The announcement about this deal was made during a TPP summit in Cambodia, with none other than President Obama in attendance. Some snub for the US!

"It is symptomatic of the national condition of the United States," David Goldman wrote last week at Asia Times, "that the worst humiliation ever suffered by it as a nation, and by a U.S. president personally, passed almost without comment...

"What does the United States have to offer Asians?" Goldman asks rhetorically... offering the following answers:

    •    It is borrowing $600 billion a year from the rest of the world to finance a $1.2 trillion government debt, most prominently from Japan (China has been a net seller of Treasury securities during the past year)

    •    It is a taker of capital, rather than a provider of capital

    •    It is a major import market, but rapidly diminishing in relative importance as intra-Asian trade expands far more rapidly than trade with the United States

    •    And America's strength as an innovator and incubator of entrepreneurs has diminished drastically since the 2008 crisis, no thanks to the Obama administration, which imposed a steep task on startup businesses in the form of its health care program.

"As 3 billion Asians become prosperous," says Goldman, "interest fades in the prospective contribution of 300 million Americans... America's relative importance is fading."

The situation is clear.
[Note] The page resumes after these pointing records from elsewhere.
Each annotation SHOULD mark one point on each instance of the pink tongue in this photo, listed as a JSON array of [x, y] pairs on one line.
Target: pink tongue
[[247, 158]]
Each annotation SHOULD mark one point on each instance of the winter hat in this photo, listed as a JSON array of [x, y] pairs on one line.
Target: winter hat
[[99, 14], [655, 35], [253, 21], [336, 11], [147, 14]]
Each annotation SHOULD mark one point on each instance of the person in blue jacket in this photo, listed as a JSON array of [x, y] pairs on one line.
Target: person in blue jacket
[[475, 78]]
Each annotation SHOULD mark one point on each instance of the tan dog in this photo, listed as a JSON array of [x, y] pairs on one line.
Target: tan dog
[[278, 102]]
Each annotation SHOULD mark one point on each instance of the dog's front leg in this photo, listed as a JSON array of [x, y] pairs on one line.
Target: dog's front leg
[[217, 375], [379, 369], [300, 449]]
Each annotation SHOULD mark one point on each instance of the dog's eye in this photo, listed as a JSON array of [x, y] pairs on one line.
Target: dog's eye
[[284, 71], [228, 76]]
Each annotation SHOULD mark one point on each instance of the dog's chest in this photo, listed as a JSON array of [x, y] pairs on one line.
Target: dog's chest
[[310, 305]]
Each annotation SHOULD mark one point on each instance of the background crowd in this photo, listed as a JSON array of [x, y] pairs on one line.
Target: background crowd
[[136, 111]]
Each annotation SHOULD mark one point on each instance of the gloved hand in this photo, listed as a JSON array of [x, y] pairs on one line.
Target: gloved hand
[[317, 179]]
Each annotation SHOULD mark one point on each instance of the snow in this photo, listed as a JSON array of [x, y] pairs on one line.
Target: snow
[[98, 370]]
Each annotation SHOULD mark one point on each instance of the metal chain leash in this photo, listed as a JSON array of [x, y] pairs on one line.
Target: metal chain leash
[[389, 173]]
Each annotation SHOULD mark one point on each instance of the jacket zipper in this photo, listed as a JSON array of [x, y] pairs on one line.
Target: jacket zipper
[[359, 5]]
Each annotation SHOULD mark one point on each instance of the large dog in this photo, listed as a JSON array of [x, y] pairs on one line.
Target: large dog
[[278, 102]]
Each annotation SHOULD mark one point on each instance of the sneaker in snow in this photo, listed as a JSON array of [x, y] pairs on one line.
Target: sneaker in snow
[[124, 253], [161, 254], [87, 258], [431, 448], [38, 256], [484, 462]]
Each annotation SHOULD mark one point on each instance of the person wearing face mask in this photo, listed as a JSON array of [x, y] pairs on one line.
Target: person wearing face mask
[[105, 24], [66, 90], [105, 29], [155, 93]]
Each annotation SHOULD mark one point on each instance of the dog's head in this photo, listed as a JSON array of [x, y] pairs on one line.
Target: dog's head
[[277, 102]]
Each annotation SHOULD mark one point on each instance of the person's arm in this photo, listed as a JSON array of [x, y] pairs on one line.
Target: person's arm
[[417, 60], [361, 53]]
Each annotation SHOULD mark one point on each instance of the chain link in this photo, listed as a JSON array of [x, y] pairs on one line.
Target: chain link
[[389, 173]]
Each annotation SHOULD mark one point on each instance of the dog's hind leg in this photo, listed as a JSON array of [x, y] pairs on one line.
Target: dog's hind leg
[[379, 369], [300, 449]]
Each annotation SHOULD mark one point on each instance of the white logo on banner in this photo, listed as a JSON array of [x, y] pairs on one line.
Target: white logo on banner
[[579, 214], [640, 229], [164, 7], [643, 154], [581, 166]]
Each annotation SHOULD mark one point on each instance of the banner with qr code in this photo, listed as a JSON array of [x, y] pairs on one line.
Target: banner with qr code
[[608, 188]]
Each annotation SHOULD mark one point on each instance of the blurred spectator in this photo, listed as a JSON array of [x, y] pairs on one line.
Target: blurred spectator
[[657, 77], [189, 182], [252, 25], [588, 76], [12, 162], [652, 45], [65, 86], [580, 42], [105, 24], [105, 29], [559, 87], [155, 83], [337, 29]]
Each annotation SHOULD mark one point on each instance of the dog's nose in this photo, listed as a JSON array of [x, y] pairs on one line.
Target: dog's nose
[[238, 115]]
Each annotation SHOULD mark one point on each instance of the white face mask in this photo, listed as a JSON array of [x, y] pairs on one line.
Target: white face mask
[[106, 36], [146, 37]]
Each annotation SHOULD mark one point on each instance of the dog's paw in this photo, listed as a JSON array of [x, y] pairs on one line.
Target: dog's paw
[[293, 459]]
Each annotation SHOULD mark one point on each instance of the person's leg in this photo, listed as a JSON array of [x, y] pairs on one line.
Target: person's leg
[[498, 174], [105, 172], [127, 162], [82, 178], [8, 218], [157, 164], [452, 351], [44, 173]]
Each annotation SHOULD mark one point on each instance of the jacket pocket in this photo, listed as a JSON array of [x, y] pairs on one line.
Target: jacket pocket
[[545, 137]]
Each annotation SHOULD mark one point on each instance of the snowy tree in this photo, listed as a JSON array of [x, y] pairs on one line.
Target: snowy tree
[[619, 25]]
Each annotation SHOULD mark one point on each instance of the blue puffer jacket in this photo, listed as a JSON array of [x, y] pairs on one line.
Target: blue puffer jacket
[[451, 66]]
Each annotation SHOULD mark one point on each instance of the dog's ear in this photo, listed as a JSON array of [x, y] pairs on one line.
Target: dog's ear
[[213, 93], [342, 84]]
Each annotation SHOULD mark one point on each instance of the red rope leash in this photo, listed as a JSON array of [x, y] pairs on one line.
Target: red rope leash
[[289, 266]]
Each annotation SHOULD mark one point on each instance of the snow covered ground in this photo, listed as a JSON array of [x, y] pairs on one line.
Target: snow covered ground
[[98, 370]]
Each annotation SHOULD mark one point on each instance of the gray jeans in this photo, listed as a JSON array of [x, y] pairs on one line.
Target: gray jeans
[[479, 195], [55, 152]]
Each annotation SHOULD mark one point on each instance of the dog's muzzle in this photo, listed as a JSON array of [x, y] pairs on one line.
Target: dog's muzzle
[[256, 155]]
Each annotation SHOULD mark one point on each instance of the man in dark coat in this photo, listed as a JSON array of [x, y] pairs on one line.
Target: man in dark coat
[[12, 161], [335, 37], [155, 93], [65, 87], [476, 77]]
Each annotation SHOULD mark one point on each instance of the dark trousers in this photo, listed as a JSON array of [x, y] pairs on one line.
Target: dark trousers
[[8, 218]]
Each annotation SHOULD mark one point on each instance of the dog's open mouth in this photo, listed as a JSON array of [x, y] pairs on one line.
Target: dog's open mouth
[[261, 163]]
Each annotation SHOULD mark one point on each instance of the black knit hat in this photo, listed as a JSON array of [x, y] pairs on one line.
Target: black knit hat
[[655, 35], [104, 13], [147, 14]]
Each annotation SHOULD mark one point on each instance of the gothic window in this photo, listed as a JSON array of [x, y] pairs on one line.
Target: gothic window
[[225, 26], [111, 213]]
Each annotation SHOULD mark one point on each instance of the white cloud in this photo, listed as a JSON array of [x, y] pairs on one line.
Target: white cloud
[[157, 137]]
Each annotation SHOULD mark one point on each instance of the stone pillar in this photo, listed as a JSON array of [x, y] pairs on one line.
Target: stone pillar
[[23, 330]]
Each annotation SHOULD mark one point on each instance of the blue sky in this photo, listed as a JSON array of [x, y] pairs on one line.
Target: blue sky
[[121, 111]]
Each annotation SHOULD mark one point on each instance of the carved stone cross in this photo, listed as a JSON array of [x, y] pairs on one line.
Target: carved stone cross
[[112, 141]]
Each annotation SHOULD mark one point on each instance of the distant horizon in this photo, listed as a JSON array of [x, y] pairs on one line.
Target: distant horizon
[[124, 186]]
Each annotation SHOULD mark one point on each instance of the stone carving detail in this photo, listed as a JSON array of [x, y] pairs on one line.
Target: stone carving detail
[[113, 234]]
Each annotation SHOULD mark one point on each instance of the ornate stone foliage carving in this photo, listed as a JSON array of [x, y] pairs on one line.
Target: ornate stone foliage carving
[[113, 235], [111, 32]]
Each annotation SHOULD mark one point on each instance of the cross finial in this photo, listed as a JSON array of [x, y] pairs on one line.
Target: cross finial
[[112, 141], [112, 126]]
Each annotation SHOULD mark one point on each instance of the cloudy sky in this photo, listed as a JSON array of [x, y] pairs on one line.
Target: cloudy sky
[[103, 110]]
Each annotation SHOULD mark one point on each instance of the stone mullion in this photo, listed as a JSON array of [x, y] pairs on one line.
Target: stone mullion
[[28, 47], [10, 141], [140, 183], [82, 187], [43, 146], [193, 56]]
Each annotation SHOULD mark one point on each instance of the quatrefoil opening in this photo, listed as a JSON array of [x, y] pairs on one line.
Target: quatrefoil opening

You can carry on struggling to make a living in a part of the world that is heading on down, or move to a part of the world that is heading up.

Okay, you now have your three scenarios. Take your pick. I'm beginning to diversify away from Europe. Those of you who have been following my writings for several years will know I have been advocating South-East Asia and Brazil for the past five years or so. I'm now beginning to look at the possibilities in New Zealand and Australia, but so far I have reached no conclusions on those countries. However, what is clear is that the world is divided into two; those countries that are situated where the sun sets, and those where the sun rises. I'm an early morning man.